Si svolgerà solo in piazza Buozzi per motivi di sicurezza Ogni serata ci sarà l’esibizione di una band diversa
GIULIANOVA. Torna per l’estate, dopo un anno di assenza, la manifestazione serale denominata “Attenti al luppolo” una delle rassegne più seguite dell’estate. Tutto si svolgerà, come per il passato, all’interno di una parte ben delimitata del centro storico. Tant’è che l’edizione del 2018 prenderà il nome di “Attenti al luppolo presenta piazza Buozzi”. La manifestazione, che prenderà il via il 4 luglio e terminerà l’8 agosto, sarà un appuntamento fisso per sei mercoledì. Francesca De Luca, responsabile dell’organizzazione, sottolinea: «Ci sarà una grande offerta di birre artigianali provenienti da produzioni di qualità. Una novità è data dall’assenza del bicchiere di vetro come si faceva nelle edizioni precedenti. Una decisione che abbiamo dovuto assumere per ragioni imposte dalle nuove norme sulla sicurezza. Le varie attività che saranno presenti all’evento si preoccuperanno da una parte di offrire bevande e dall’altra verrà curata la ristorazione affidata ai locali presenti sulla piazza. Saranno loro i protagonisti delle serate sotto il profilo commerciale e dell’accoglienza». Per ogni data è prevista l’esibizione di due o più band con presenza di trapezisti che attireranno l’attenzione del pubblico con numeri di acrobazia. A fare da contorno ai vari spettacoli ci sarà un gruppo di artisti di strada che avrà il compito di mantenere alta l’attenzione. Previsti i concerti del Duo Bucolico e dei Camillas.
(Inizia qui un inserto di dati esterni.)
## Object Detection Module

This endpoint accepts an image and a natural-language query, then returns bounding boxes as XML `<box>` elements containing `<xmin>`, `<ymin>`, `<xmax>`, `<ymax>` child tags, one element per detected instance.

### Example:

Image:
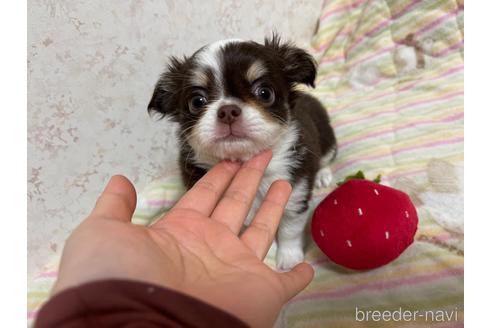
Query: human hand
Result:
<box><xmin>52</xmin><ymin>150</ymin><xmax>314</xmax><ymax>328</ymax></box>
In calendario una serata reggae con i Maga Dog e ospite Bunna degli Africa Unite. Poi Tangram, Shijo-X, Terza Classe, Mister Everet e Be a Bear. L’organizzatrice De Luca non nasconde le difficoltà incontrate: «Purtroppo abbiamo dovuto restringere il nostro campo d’azione per via dei limiti imposti dalle norme di sicurezza. In precedenza la manifestazione occupava maggiori spazi all’interno del centro storico. Ora, come tutti sanno, le cose sono totalmente cambiate ed è stato gioco forza adeguarci».